This code
function myFilter(debts:Map<string, number>) : Map<string, number>{
return new Map([...debts]
.map(d => [d[0], Math.round(d[1] * 10) / 10]) // error
.filter(d => d[1] != 0)
)
}
gives an error because the map() ostensibly can yield [string | number][][].
But this does work:
function myFilter(debts:Map<string, number>) : Map<string, number>{
return new Map([...debts]
.map(d => [d[0], Math.round(d[1] * 10) / 10] as [string, number])
.filter(d => d[1] != 0)
)
}
I don't understand why this assertion is necessary.
CodePudding user response:
Why?
Because TypeScript does not infer a tuple return type in your callback:
.map(d => [d[0], Math.round(d[1] * 10) / 10])

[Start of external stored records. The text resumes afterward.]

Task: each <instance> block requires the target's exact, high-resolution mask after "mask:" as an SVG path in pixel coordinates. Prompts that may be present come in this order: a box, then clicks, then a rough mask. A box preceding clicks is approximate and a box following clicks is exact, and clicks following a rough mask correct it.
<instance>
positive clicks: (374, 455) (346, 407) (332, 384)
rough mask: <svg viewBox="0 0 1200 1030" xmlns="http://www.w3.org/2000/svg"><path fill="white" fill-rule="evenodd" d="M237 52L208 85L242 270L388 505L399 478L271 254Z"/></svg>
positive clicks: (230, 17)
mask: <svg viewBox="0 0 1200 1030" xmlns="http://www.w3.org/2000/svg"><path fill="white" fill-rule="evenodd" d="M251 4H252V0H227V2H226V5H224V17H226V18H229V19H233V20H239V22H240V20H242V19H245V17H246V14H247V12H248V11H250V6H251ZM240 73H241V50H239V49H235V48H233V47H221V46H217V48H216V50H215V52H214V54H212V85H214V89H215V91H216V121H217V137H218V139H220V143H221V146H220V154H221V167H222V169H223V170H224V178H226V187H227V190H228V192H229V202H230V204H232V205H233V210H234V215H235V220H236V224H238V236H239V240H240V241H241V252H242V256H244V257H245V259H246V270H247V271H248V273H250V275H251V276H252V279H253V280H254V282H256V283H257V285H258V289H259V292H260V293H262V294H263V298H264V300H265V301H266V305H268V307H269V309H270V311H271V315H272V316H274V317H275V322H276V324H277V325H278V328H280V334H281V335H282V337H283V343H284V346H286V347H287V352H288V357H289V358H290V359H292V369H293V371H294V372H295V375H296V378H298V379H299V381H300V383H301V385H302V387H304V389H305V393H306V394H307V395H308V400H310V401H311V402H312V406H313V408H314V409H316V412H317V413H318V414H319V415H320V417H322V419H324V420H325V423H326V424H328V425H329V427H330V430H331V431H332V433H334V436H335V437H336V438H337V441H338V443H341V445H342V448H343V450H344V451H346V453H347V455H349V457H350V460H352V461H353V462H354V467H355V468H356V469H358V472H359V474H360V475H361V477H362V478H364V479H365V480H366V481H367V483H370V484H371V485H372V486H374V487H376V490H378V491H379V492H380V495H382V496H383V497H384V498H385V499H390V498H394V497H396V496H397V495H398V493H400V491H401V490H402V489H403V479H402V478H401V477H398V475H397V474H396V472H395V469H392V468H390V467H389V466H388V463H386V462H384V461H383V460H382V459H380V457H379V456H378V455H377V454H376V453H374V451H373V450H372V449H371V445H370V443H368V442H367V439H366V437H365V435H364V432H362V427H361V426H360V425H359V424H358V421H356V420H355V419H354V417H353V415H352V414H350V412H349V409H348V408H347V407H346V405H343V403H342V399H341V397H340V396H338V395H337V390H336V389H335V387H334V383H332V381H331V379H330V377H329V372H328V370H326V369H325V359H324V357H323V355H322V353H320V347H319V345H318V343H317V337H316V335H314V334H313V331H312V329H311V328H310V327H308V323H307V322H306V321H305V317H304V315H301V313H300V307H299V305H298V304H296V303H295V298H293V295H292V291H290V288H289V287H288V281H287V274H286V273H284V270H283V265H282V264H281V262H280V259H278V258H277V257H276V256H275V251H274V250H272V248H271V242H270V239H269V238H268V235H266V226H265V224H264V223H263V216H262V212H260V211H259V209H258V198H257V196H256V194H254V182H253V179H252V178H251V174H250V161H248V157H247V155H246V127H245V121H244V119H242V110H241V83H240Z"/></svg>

It is inferred to be a union of all of the possible value types at each element: If you rewrite it using an explicit return statement, you can see the inferred type:
.map(d => {
const result = [d[0], Math.round(d[1] * 10) / 10];
//^? const result: (string | number)[]
return result;
})
Alternate solution:
You can also supply a generic type parameter when using Array.prototype.map<T>() instead of using a type assertion:
.map<[string, number]>(d => [d[0], Math.round(d[1] * 10) / 10])
This will satisfy the compiler and help ensure that the value returned by your callback is assignable to the supplied generic type.
CodePudding user response:
I don't understand why this assertion is necessary.
Because [string, number] is only one of several possible combinations/types that (string | number)[] may cover.
But it could also contain any of these [number] or [number, string] or [string, string, string] and plenty more which are all not compatible with the Map<string, number>.